Lettre ouverte aux associations anti-alcool

Grapes in handNos vins sont notre patrimoine.
Au delà de cette phrase un peu pompeuse, se cache une vérité.
Profonde, sincère, évidente.
Des générations qui se sont succédé,  des vignes plantées avec espoir il y a 20, 30, 50 ans.
Des terroirs. Des vies entières consacrées matin après matin à accomplir les travaux réguliers et séculaires, à scruter le ciel, la météo, à craindre le gel, les giboulées, les maladies aussi.

Le vin n’est pas un amas d’alcool, mais un savoir-faire, une passion, une raison d’être.
Dans le verre devant moi, je n’ai pas seulement un vin, mais l’espoir d’un grand-père qui plantât à cet endroit précis, la fierté d’un père d’avoir su préserver son héritage et les défis d’un fils…

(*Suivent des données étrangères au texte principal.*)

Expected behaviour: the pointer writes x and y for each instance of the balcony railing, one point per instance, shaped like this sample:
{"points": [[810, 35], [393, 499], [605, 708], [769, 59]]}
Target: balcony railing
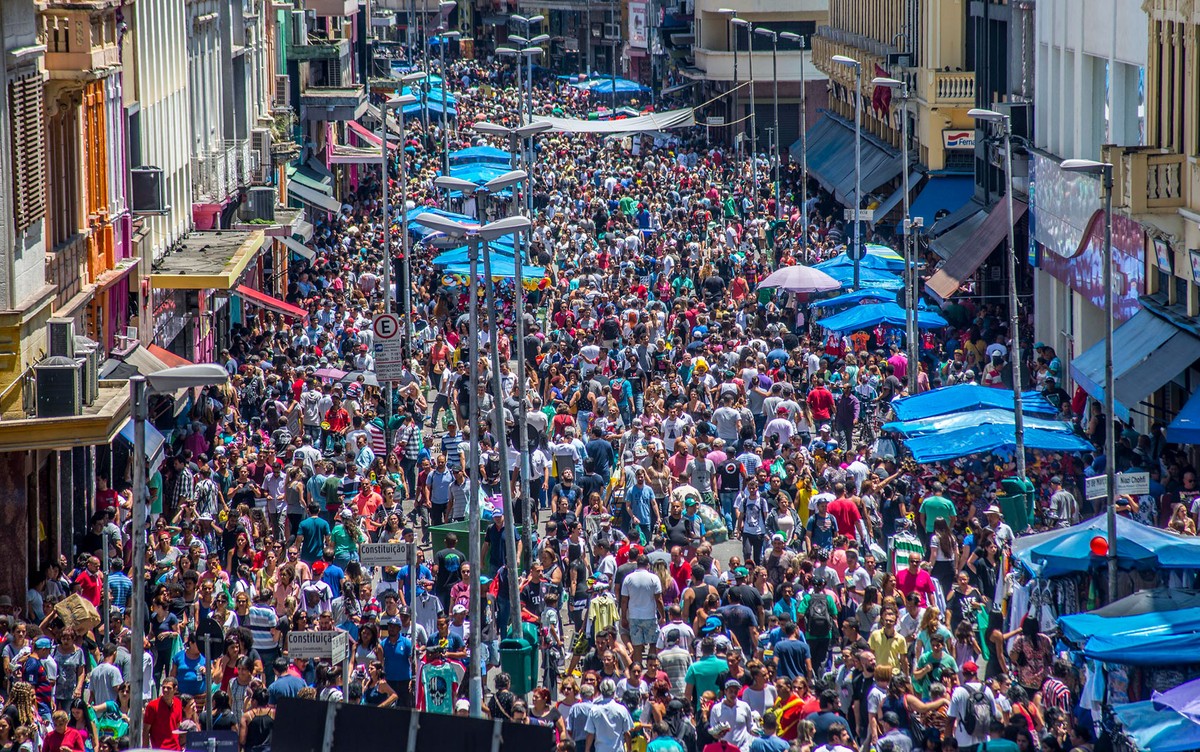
{"points": [[1146, 179]]}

Je comprends votre combat, les ravages de l’alcool, les familles entières ravagées, disséminées. Mais faut-il y voir obligatoirement un manichéisme si tranché?
Ne pourrait-on imaginer enseigner à nos fils, à nos filles, les vertus de la dégustation, de la modération?
Apprécier un vin pour son goût, une marque de son terroir, de son territoire, une empreinte d’un savoir-faire ancestral, la marque d’une passion?

J’aime le vin.
C’est un fait.
J’ai eu la chance de grandir dans une famille où le goût des produits, des vins étaient primordial. Une grand-mère qui me faisait sentir l’odeur des fanes de carottes tout juste ramassées, évoluer dans les senteurs des gelées de cassis qui embaumaient la maison entière, entendre les rires des grandes tablées où pour les célébrations on sortait quelques jolies cuvées sur la table comme d’autres escaladent l’Everest. Des moments exceptionnels et magiques. des moments de partage.
Derrière chaque verre se cache l’image de ma grand-mère, derrière chaque bouteille, la silhouette de mon père dans sa cave.
Avec le temps, j’ai pu rencontrer ceux qui les faissaient.
Là, des personnalités entières, ici encore, d’autres qui révélaient leurs amours pour un lieu, des vignes avec pudeur.
Plus qu’un métier, faire du vin reste un sacerdoce.
Au delà des aléas météorologiques, des taxes, des tracasseries administratives, il y a avant tout un attachement profond à une terre, un lien trans-générationnel.

Je ne vous ferais pas l’affront de vous parler encore une fois du poids économique qu’il représente sur notre PIB, car ce serait lui faire aussi l’insulte de le réduire à un produit économique.
Le vin est un témoin qui se passe, un partage.
Nos vignerons ne sont pas des dealers d’alcool, ni même des pollueurs, obsédés par leur rendement à grand coup d’insecticides.
La caricature est tentante quand on est confronté à ses démons, la réduction manichéenne aisée. Ne pas prendre de risque, interdire plus qu’enseigner.
La réponse est peut-être au-delà, dans ce dialogue que nous ne trouvons pas.

Nous sommes si semblables.
Dans l’amour de nos fils, de nos filles, dans notre compassion envers les familles qui subissent ces drames liés au sur-consommation.
Il n’y a nul plaisir dans la recherche de l’ivresse, aucune beauté de la jeunesse dans ce gamin qui s’abîme dans une compétition à celui qui boira le plus, aucun final si ce n’est le drame au bout d’une route.
Mais à enfreindre, à légiférer, nous donnons à l’alcool la sombre beauté de l’interdit.

Apprendre ce qu’est un vin, enseigner la responsabilité, voilà le vrai défi.
Et c’est peut-être le seul qui importe.